ISLAMABAD: Despite coming to power on an energy-driven manifesto and promising that it would fix Pakistan’s power crisis, the PML-N government has been unable to rein in transmission and distribution losses, which have cost the exchequer around Rs83 billion since 2013.

According to figures presented by Water and Power Minister Khawaja Asif before the recently-concluded Senate session on Friday, the combined losses of the 10 electricity distribution companies (discos) in the country have shot up from Rs31 billion in 2013-14 to Rs52.6bn in 2014-15.

Prime Minister Nawaz Sharif and Punjab Chief Minister Shahbaz Sharif have repeatedly declared that the energy sector was their topmost priority. So far, two ministers and a horde of power sector advisers have been engaged to improve the performance of its beleaguered electricity generation and distribution networks.

The government has already started work on a plan to privatise both discos and gencos (generation companies), believing this is the only viable option to guard against continuous losses. However, as long as the entities remain in the public sector, the government cannot shirk its responsibility.

A written reply was placed before the upper house of parliament in response to a query submitted by PML-N Senator Rahila Magsi, who had sought details about the extent of electricity losses because of theft and other factors and the steps the government had taken to reverse this trend.

The power minister explained in his reply that the National Electric Power Regulatory Authority determined the tariff of all distribution companies on the basis of cost of each company’s supply. “Transmission and distribution (T&D) losses are [an] integral part of [the] power system. Such losses vary among discos due to geographical situation as well as consumer mix of each company.

“The T&D losses beyond Nepra target emerge due to inefficiency, theft and law and order situation and also varies among discos.”
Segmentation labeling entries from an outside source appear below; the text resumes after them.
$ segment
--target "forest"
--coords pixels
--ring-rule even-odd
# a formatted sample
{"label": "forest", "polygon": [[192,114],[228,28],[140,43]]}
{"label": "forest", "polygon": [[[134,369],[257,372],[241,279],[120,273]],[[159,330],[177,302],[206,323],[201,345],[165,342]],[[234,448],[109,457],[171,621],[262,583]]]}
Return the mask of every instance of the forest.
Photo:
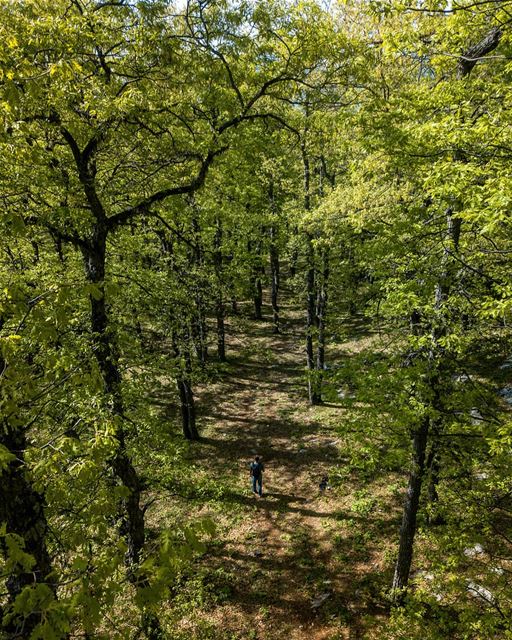
{"label": "forest", "polygon": [[0,30],[0,638],[512,638],[512,0]]}

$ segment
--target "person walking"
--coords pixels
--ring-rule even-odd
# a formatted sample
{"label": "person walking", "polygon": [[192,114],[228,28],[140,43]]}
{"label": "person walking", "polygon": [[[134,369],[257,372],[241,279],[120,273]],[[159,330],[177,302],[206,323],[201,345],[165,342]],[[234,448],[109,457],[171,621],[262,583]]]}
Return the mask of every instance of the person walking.
{"label": "person walking", "polygon": [[263,495],[263,471],[265,471],[263,463],[260,457],[256,456],[251,462],[252,490],[260,498]]}

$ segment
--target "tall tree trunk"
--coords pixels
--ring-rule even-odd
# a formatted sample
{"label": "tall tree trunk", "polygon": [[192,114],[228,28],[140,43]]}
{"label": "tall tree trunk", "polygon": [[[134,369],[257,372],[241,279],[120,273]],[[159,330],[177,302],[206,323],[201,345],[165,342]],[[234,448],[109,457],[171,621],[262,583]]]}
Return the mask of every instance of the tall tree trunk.
{"label": "tall tree trunk", "polygon": [[307,267],[307,316],[306,316],[306,364],[308,370],[308,396],[312,405],[320,404],[321,398],[318,393],[317,369],[314,355],[314,334],[317,331],[316,325],[316,289],[315,289],[315,265],[314,250],[311,237],[308,236],[308,267]]}
{"label": "tall tree trunk", "polygon": [[[187,339],[187,338],[186,338]],[[190,341],[187,339],[187,343]],[[185,376],[183,379],[185,388],[185,399],[187,403],[188,428],[191,440],[199,440],[199,433],[196,426],[196,404],[192,391],[192,358],[190,357],[190,347],[185,348]]]}
{"label": "tall tree trunk", "polygon": [[409,583],[421,486],[425,473],[425,452],[427,448],[428,431],[429,418],[425,417],[412,436],[412,468],[407,485],[402,526],[400,528],[398,558],[395,565],[392,587],[395,599],[397,600],[400,599],[403,590]]}
{"label": "tall tree trunk", "polygon": [[[194,254],[193,263],[198,269],[203,266],[203,246],[201,242],[201,228],[197,218],[193,218],[192,226],[194,229]],[[192,335],[194,337],[194,345],[197,357],[201,364],[206,364],[208,360],[208,326],[206,324],[206,302],[203,291],[202,282],[197,283],[195,294],[196,314],[192,323]]]}
{"label": "tall tree trunk", "polygon": [[[454,218],[452,210],[448,209],[446,211],[446,221],[446,242],[452,245],[454,251],[457,251],[460,238],[461,220],[460,218]],[[450,251],[451,249],[449,247],[445,247],[443,250],[443,256],[441,259],[442,268],[439,280],[435,287],[434,310],[436,312],[436,318],[431,331],[432,349],[429,354],[430,366],[436,367],[435,372],[431,371],[430,373],[430,387],[433,393],[432,404],[439,413],[442,413],[440,368],[439,365],[434,365],[434,362],[436,360],[439,339],[446,334],[446,321],[443,317],[443,310],[450,294],[452,278],[454,275],[454,266],[451,263]],[[414,317],[412,328],[415,330],[419,328],[419,318]],[[436,424],[433,425],[433,429],[435,428],[436,430],[436,435],[440,426],[439,422],[436,422]],[[392,587],[397,600],[400,600],[401,590],[407,587],[409,581],[421,485],[425,474],[425,452],[428,444],[428,435],[429,419],[425,418],[413,437],[412,471],[409,477],[407,497],[404,504],[402,528],[400,529],[398,559],[395,566],[395,575]]]}
{"label": "tall tree trunk", "polygon": [[224,305],[223,293],[223,259],[222,259],[222,224],[217,219],[217,228],[214,237],[213,261],[215,266],[215,274],[217,276],[217,300],[215,302],[215,317],[217,320],[217,357],[221,362],[226,361],[226,330],[225,317],[226,309]]}
{"label": "tall tree trunk", "polygon": [[[7,534],[17,535],[23,540],[24,551],[34,558],[34,565],[30,570],[21,564],[15,564],[5,580],[8,605],[4,613],[12,614],[11,607],[25,587],[46,584],[55,596],[56,584],[46,546],[48,526],[44,497],[34,489],[25,470],[25,434],[21,429],[4,423],[0,429],[0,444],[15,456],[0,473],[0,522],[5,523]],[[0,549],[5,556],[5,538],[1,538]],[[33,611],[26,617],[12,615],[9,622],[2,626],[2,637],[6,640],[28,638],[40,622],[40,611]]]}
{"label": "tall tree trunk", "polygon": [[187,440],[199,440],[199,433],[196,427],[196,409],[194,394],[192,391],[192,360],[188,346],[188,336],[183,338],[185,346],[179,344],[178,336],[172,332],[172,344],[174,355],[178,363],[178,373],[176,384],[180,396],[181,424],[183,435]]}
{"label": "tall tree trunk", "polygon": [[[87,248],[82,249],[82,253],[87,280],[95,288],[90,296],[94,354],[103,377],[110,410],[115,416],[122,418],[124,408],[120,390],[121,374],[117,366],[116,346],[109,327],[104,289],[106,239],[106,230],[98,224],[93,241]],[[141,484],[126,451],[122,420],[117,422],[116,439],[118,446],[111,459],[111,465],[116,477],[127,489],[126,496],[122,500],[123,513],[120,529],[128,545],[126,564],[131,570],[139,563],[144,546],[144,512],[140,506]]]}
{"label": "tall tree trunk", "polygon": [[316,367],[318,370],[318,395],[322,397],[322,381],[325,368],[325,321],[327,315],[327,285],[329,282],[329,250],[322,254],[322,279],[318,290],[316,317],[318,326],[318,350]]}
{"label": "tall tree trunk", "polygon": [[[434,431],[435,430],[432,429],[432,432]],[[438,485],[441,474],[441,451],[439,439],[435,436],[433,437],[432,444],[430,446],[426,467],[428,470],[428,523],[432,525],[444,524],[445,519],[438,511]]]}
{"label": "tall tree trunk", "polygon": [[[301,144],[303,182],[304,182],[304,210],[311,210],[311,170],[305,141]],[[306,274],[306,366],[308,372],[308,397],[312,405],[320,404],[318,394],[317,370],[314,356],[314,334],[317,329],[316,318],[316,278],[315,278],[315,252],[312,238],[306,234],[307,242],[307,274]]]}
{"label": "tall tree trunk", "polygon": [[279,333],[279,251],[275,227],[270,227],[270,298],[272,303],[272,333]]}
{"label": "tall tree trunk", "polygon": [[263,287],[261,285],[261,276],[265,270],[261,265],[261,246],[249,240],[247,243],[247,251],[252,261],[250,289],[254,304],[254,319],[262,320]]}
As per a fact-sheet given with the response, the Lahore Electricity Supply Company suffered Rs3.7bn in T&D losses in 2013-14, which rose to Rs8.1bn the following year. Incidentally, Lesco is being run by Dr Mussadik Malik, who is also the PM’s spokesperson and has also served as caretaker minister for water and power. He was taken on board by the current government in the hope that he could bring efficiency to the ministry.

The Gujranwala Electric Power Company also showed an increase in T&D losses, which rose from Rs315 million to Rs621m over the past couple of years.

The Faisalabad Electric Supply Company, which looks after the hometown of Abid Sher Ali, the cocky state minister for water and power, lost Rs648m in the first year of this government’s tenure. This figure rose to Rs1.56bn in 2014-15.

Though a nominal increase, the Islamabad Electricity Supply Company’s losses have also risen from Rs45m in 2013-14 to Rs59m in 2014-2015.

The Multan Electric Power Company is the only Disco that has shown any improvement in reining in T&D losses, which dropped from Rs4.9bn in 2013-14 to Rs3.4bn the following year.

The performance of the Hyderabad Electric Supply Company has also dropped. In 2013-14, Hesco suffered Rs2.8bn in losses, while the next year, it lost Rs5.3bn. Similarly, the Sukkur Electric Supply Company presented a decline in its performance with T&D losses increasing from Rs6.7bn to Rs8.6bn between 2013 and 2015.

The Quetta Electric Supply Company is no different, and its losses grew from Rs3.9bn to Rs4.5bn in the same period.

Combined, the losses suffered by the Peshawar and Tribal Electric Supply Companies were staggering. During 2013-14, the two companies put up a loss of Rs7.7bn under T&D failures, which rose to a staggering Rs20.24bn in 2014-15.

Talking about the measures the government had taken to improve the power sector, Khawaja Asif said a study of technical losses – to be worked out by a third party – was in process as per the Nepra target.